The Rochester City Council voted 7-0 to approve the request during the meeting.

The motion, according to Kragt, allows the current barn structure to remain and stipulates that if the elevator building is destroyed or removed, that portion of the easement area would be leveled and grassed. He said the developer also would need to come to the city to obtain approval for any new structures or buildings in the easement area, and could not do so without the city’s consent.

The 140-year-old grain elevator and the property it sits on had previously been under contract for purchase by developers Frank Rewold & Sons since 2020. The company, in tandem with the city of Rochester, received a $1 million grant from the Michigan Department of Environment, Great Lakes and Energy to help clean up ground contamination on the site of the historic Rochester grain elevator. Moceri said the brownfield grant has since been transferred to the development team and extended for two years.

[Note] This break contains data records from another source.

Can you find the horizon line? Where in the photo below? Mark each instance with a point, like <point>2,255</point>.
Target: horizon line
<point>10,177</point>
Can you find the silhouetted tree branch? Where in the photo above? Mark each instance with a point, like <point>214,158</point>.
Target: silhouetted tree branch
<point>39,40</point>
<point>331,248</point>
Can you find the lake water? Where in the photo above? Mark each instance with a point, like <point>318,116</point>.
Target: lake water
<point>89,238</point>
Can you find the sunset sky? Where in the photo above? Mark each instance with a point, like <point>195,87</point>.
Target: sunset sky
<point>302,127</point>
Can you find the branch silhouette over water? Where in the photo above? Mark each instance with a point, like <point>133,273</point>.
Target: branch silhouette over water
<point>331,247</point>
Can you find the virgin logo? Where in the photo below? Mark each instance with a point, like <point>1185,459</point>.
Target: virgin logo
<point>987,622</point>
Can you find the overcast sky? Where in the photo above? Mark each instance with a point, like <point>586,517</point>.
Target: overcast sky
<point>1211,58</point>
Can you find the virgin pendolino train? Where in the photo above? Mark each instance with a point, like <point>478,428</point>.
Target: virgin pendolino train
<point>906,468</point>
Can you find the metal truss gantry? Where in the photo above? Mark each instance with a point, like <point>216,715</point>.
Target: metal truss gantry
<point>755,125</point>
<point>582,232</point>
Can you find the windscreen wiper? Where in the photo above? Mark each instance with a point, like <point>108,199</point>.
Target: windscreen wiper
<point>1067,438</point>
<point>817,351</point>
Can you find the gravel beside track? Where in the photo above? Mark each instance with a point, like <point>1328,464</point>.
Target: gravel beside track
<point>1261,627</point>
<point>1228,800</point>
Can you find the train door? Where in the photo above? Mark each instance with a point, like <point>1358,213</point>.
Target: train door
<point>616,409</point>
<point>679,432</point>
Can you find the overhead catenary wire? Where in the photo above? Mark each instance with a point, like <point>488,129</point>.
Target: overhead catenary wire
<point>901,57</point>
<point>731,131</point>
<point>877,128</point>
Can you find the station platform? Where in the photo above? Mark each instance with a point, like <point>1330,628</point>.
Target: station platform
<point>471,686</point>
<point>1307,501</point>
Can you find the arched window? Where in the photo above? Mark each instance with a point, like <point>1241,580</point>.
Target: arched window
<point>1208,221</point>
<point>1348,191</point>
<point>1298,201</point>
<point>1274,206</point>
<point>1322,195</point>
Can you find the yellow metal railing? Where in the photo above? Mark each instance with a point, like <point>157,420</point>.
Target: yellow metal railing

“I have signed off on contracts with a demolition company to further use some of that grant up. The demolition underway would be of 412 Water St., which is the abandoned white storefront that neighbors the Mills property,” said Moceri. “We’re not just going to be sitting on this. This is something that’s going to be happening. That brownfield grant is not going to waste.”

Frank Rewold & Sons is no stranger to brownfield redevelopment. The company cleaned up the city’s largest vacant property, an environmentally contaminated site formerly occupied by ITT Automotive, to build its 45,000-square-foot, four-story headquarters on Water Street in 2018. Approximately $1 million of the cleanup costs on the site were provided by a state grant.

The Rochester Elevator Co. grain elevator was built by Charles K. Griggs in 1880. Over the years, officials said, a number of industrial uses on a nearby property left behind a host of contaminants in the soil that spread to the site of the Rochester Elevator Co.

The site consists of one building constructed in 1880 and two additions, which were added to the main building in 1909, according to the city’s Historic District Study Committee. The establishment is recognized by the Historical Society of Michigan and was added in 2010 to the National Register of Historic Places in Michigan.

The site is currently owned by Lawrence Smith, who Moceri said will remain operating the property until the end of March 2023.

The new development is currently in the conceptual phase, and at press time, the developer had not yet submitted plans to the city. The development plans will be shared at the Planning Commission, and ultimately the City Council for possible approval.

Moceri said the team will submit its development plan to the city soon and reiterated that the developers will be keeping the northern portion of the red barn structure on the elevator property intact.

“Everybody is very passionate about this portion of the property — and we’re going to save it,” said Moceri. “It’s not, ‘We’re gonna try.’ It’s going to be saved.”